Oil & Gas wells planned for the West Coast. Saldanha BayNovember 11, 2014 by: admin
Oil and gas are about to become South Africa’s new gold as the government unveils plans to tap into potentially large reserves off the country’s 3 900km coastline.
An estimated R100-billion of crude oil and 11 billion barrels of natural gas are believed to be sitting in the maritime territories off the west, east and south coasts. If those estimates prove true, then the country’s energy consumption needs would be satisfied for many years to come.
Reserves of this magnitude would also radically transform the economy and see billions of rand flow into the country over the next few years in the form of investment, and create thousands of jobs.
As he presented plans around the nascent oil and gas industry on Wednesday, President Jacob Zuma said his government wanted 30 oil wells drilled over the next 10 years, which “over the next 20 years, could lead to the production of 300 000 barrels of oil and gas per day”. But he said “uncertainty” around the extent of the hydrocarbon reserves was understandably high as the country’s deep waters remained largely unexplored and the studies upon which the estimated reserves were based were derived from geological studies.
To date only a handful of companies are drilling off-shore, among them French multinational Total (which began drilling for oil off Mossel Bay in June), and the Australian company Sunbird, which is developing the stranded gas field off Saldanha Bay on the West Coast.
That said, the world’s oil giants joined Zuma and his cabinet members in a hushed six-week so-called laboratory that began in June and it was their findings that Zuma unveiled on Wednesday.

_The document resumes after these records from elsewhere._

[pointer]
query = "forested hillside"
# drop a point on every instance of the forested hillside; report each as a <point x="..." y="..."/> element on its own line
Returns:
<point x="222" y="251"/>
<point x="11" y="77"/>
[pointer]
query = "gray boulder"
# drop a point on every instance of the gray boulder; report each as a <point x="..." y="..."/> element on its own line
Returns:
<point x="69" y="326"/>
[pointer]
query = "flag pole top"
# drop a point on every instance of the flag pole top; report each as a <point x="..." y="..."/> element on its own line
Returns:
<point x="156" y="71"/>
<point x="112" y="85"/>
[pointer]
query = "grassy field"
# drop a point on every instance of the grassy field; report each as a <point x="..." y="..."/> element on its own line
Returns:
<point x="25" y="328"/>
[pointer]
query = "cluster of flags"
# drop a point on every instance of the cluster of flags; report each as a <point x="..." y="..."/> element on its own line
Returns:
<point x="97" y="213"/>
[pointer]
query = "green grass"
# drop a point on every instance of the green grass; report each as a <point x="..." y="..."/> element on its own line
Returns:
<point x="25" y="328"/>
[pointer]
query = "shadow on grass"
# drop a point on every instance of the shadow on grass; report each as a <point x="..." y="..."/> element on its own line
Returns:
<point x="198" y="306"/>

Aptly named Operation Phakisa (meaning “hurry up”), the “lab” brought all the relevant players around the table to decide how best to develop the potential reserves, as part of Zuma’s new “business unusual” approach, according to Minister in the Presidency Jeff Radebe who will manage the Phakisa project into the future. (See Page 17)

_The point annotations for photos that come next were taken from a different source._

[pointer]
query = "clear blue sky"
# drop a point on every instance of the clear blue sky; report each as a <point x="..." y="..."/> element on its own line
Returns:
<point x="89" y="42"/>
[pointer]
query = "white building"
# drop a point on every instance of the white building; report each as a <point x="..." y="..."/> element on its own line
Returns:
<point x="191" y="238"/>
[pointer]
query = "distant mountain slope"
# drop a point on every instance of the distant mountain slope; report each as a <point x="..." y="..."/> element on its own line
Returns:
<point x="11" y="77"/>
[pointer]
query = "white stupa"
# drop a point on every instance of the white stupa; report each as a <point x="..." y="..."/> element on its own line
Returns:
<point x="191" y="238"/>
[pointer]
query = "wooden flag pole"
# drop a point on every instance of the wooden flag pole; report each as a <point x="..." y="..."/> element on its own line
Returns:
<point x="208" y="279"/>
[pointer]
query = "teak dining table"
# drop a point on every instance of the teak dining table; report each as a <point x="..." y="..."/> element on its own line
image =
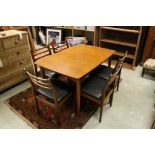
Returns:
<point x="76" y="62"/>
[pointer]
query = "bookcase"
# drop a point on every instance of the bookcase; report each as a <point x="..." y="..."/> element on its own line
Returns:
<point x="76" y="31"/>
<point x="121" y="39"/>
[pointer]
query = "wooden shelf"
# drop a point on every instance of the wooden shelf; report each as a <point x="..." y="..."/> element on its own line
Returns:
<point x="120" y="29"/>
<point x="122" y="54"/>
<point x="118" y="42"/>
<point x="64" y="28"/>
<point x="122" y="39"/>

On the part of the government a commitment was given to provide legal certainty to a sector that is relatively new to doing business with this country. Companies such as Total, Shell, Anadarko, Sunbird, Falcon, Chevron and ExxonMobil have all flocked to South Africa to tap into the hydrocarbon reserves.
But they have demanded more clarity on the regulatory frameworks that will guide the nascent industry.

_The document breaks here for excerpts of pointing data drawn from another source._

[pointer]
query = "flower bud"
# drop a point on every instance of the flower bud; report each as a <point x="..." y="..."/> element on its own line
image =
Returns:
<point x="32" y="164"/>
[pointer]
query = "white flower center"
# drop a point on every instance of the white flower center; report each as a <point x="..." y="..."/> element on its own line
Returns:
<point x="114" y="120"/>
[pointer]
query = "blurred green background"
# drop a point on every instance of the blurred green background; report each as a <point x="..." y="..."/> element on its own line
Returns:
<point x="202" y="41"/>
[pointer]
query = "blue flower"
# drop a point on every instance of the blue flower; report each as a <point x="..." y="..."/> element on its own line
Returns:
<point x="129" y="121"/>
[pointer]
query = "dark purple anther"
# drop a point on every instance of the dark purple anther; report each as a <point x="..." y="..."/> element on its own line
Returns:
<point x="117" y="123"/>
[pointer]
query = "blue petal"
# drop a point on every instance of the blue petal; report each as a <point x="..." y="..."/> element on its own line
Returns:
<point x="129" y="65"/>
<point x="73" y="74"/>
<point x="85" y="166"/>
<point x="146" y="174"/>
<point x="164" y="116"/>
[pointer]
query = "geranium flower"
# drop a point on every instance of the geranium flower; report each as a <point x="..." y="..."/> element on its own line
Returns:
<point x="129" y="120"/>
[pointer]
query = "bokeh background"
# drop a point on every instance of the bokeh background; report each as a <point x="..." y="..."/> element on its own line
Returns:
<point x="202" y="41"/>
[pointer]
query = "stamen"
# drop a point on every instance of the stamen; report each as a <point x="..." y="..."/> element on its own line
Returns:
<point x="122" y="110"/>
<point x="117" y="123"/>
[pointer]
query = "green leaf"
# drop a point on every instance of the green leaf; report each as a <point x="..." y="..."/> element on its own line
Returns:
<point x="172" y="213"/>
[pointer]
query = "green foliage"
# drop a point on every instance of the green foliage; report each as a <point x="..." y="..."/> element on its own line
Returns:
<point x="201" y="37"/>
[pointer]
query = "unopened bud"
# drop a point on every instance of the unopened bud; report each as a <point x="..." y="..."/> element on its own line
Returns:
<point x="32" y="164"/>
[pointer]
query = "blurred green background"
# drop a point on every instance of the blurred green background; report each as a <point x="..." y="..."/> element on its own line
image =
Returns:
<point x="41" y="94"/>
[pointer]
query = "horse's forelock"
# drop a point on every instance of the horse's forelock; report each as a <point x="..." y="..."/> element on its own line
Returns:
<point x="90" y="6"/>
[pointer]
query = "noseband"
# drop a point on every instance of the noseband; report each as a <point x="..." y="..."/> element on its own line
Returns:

They have also asked Zuma to reconsider the state’s stake of 20 percent, in all new oil and gas ventures, that was recently written into the minerals and petroleum act. Zuma appears to have listened and has sent the bill back to Parliament.
He has also pledged to harmonise legislation to ease bureaucracy, and has established a secretariat in Radebe’s office that will deal exclusively with Operation Phakisa.
In return he is looking for billions of US dollars in investments to bankroll what will arguably be one of the costliest projects the government has yet become involved in.
“We are creating an enabling environment for these companies to do business with our country,” Radebe said.
Industry leaders appear to be very positive. None were prepared to speak out ahead of Zuma’s announcement on Wednesday, saying that “we have signed up to this and we want to respect the partnerships we are forging”, in the words of one.
They all claim that though the reserves have yet to be tested, South Africa’s basin looks promising. In terms of gas, it is believed the country’s West Coast shares the same geology as that off Mozambique where large fields were discovered.
Radebe has pledged to skill-up more than 2 000 people as the industry begins to take off.
Though oil and gas are the driving force behind Operation Phakisa, the project essentially focuses on the “ocean’s economy” and will help develop the fields of fisheries and the ports.
“We have 30 000 vessels passing through our waters every year. Thirteen thousand dock in our ports, but we only maintain 5 percent of them. We have to change that,” said Radebe.
In response, Transnet, which manages the ports, has agreed to bring forward its expenditure that was planned for 2019 to meet some of the targets identified by Phakisa.